Bureaucracy in Japan is often past the point of foolishness - it is senseless & harmful.
Obedient bureaucrats are convinced if properly filling-in every box and recording each detail, they're doing a good job. But that process wastes huge amounts of time & energy with often no gain, and easily interferes with more important goals. The stubborn administrator looks at his or her small patch of "responsibility" and calmly watches society burn.
My lamented mentor, the late Prof. Hideo Sato (佐藤英夫
先生), often criticized Japan's bureaucracy in very negative ways. I'd believed then he overstated the problem. But now I wholly agree - and it's perhaps even worse these days as administrative systems are more rigid & ossified, and auditing more necessary.
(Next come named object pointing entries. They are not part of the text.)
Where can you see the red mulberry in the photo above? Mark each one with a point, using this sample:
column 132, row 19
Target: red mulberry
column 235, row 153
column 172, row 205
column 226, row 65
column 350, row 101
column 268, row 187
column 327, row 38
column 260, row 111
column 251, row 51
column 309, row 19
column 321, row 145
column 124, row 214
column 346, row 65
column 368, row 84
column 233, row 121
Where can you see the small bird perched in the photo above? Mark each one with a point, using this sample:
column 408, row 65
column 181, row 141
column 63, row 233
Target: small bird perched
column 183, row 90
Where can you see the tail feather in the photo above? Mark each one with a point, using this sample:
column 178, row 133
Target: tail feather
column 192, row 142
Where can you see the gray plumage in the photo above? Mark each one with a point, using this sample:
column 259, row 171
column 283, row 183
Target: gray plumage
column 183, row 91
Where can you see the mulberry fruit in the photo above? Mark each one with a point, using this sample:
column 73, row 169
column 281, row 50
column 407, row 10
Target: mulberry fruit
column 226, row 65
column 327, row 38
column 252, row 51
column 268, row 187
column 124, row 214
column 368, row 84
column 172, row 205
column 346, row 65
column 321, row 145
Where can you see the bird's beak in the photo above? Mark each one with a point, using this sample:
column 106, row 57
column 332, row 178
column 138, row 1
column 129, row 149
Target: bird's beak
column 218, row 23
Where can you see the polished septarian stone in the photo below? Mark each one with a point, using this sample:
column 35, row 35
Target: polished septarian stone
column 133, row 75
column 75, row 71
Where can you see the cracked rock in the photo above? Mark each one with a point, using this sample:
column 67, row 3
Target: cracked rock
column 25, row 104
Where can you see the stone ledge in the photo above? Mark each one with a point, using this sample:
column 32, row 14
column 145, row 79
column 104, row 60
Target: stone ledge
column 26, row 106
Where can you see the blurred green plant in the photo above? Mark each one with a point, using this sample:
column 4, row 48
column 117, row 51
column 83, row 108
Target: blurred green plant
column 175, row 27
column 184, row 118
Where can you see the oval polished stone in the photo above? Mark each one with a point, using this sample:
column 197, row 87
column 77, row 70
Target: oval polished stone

Bureaucrats themselves are often nice people in a foolish situation, where a single largely irrelevant data point takes precedence over everything - no progress till corrected. There's no proportionality. Incompetence to a bureaucrat is "failure to collect all the paperwork"... When temporarily overruled so operations continue, the bureaucrat can be a distracting, haunting presence -- until page 7 question 66:d is properly dealt with. People should be better employed.
There are many ways to lampoon the bureaucrats, but it's better to warn policymakers of major potential problems with program implementation when fuck-headed idiots become the nation's guardians & gatekeepers.
(Personally I've not had any real problems, just foolishly wasted time. But the total of such foolishness must be multiplied by the 130 million Japanese sheeple = serious waste. Japan's bureaucracy is a parasite feeding off productivity & progress).